Pursuant to s 5(2) of the Cross-Vesting Act, proceedings are to be transferred from this Court to the Supreme Court of another State or Territory where this Court is satisfied, inter alia, that the relevant proceeding arises out of, or is related to, another proceeding pending in the Supreme Court of another State or Territory and it is more appropriate that the relevant proceeding be determined by that other Supreme Court (see s 5(2)(b)(i)) or it is otherwise in the interests of justice that the relevant proceeding be determined by the Supreme Court of that other State or Territory (see s 5(2)(b)(iii)). Pursuant to s 5(6) of the Cross-Vesting Act, where a court transfers a proceeding to another court under a law or laws relating to cross-vesting of jurisdiction and it appears to the first court that there is another proceeding pending in the first court that arises out of, or is related to, the first-mentioned proceeding and it is in the interests of justice to do so, then the first court shall transfer the other proceeding to the other court.
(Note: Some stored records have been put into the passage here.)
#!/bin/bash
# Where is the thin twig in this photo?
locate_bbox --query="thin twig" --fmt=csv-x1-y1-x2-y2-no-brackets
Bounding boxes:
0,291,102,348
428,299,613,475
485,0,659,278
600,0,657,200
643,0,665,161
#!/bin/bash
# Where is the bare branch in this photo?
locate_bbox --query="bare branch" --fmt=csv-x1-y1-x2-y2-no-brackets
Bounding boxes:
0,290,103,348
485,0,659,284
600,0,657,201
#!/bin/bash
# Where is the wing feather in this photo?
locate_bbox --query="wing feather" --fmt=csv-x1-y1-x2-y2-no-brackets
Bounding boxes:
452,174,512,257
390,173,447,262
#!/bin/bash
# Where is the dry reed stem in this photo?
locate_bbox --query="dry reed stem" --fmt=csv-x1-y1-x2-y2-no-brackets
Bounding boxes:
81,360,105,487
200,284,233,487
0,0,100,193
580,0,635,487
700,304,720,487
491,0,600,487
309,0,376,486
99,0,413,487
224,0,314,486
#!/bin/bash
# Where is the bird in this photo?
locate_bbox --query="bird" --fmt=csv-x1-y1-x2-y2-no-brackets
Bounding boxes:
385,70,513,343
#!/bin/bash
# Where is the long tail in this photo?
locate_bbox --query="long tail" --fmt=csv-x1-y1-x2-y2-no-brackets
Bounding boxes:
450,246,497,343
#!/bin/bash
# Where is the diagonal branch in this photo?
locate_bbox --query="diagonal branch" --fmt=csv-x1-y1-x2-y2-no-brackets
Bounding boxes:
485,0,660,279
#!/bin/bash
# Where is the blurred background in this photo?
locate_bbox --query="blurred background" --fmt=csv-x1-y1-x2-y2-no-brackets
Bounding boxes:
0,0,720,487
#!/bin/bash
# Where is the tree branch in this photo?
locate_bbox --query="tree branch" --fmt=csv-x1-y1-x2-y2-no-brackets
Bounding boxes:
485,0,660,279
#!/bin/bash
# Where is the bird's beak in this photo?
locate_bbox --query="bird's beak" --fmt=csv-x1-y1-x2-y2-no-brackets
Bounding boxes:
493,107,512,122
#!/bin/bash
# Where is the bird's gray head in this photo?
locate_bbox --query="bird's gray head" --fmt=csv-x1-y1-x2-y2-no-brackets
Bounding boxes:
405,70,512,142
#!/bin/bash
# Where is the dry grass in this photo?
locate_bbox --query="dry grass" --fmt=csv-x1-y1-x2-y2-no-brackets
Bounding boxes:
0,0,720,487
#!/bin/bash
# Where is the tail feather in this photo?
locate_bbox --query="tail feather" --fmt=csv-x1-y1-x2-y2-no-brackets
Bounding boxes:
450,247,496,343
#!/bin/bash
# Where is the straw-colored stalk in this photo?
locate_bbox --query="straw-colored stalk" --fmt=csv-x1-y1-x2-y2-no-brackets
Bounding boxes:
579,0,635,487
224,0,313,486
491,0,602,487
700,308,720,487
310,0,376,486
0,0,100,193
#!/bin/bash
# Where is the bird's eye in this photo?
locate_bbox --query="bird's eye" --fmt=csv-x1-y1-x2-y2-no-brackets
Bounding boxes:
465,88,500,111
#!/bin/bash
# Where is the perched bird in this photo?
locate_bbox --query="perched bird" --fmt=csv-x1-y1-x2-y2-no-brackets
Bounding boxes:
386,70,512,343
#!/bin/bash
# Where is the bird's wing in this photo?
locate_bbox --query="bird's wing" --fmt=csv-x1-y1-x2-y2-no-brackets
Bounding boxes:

In Bankinvest AG V Seabrook (1988) 14 NSWLR 711 (Bankinvest) the Court of Appeal (Rogers AJA, with whom Street CJ and Kirby P agreed) considered the principles applicable on an application under s 5(2) of the Cross-Vesting Act and indicated that the test to be applied focuses on what is the more "natural forum" for the case to be tried, requiring the court to look at numerous factors going to the interests of the parties and the interests of justice. Street CJ said (at [713] - [714]):
The cross-vesting legislation passed by the Commonwealth, the States and the Territories both conferred on each of the ten courts Australia-wide jurisdiction and set up the mechanism regulating the transferring of proceedings from one of these ten courts to another. In relation to transfer, the common policy reflected in each of the individual enactments is that there must be a judicial determination by the court in which proceedings are commenced either to transfer or not to transfer the proceedings to one of the other nine based, broadly speaking, upon consideration of the interests of justice ... It calls for what I might describe as a 'nuts and bolts' management decision as to which court, in the pursuit of the interests of justice, is the more appropriate to hear and determine the substantive dispute.
Davies and Nygh, in Conflicts of Laws in Australia (10th edn) at [6.26] consider that this approach means that "other than in exceptional circumstances, courts will transfer proceedings to the court to which that proceeding normally belongs, especially where all the matters raised in that proceeding are within the proper jurisdiction of the other court" and go on to add that:
If the proceedings in the forum fall partly within the proper jurisdiction of the forum and partly within the proper jurisdiction of another superior court, the proceeding will be retained or transferred depending on which court has the most substantial connection with the proceedings as a whole. [citation omitted]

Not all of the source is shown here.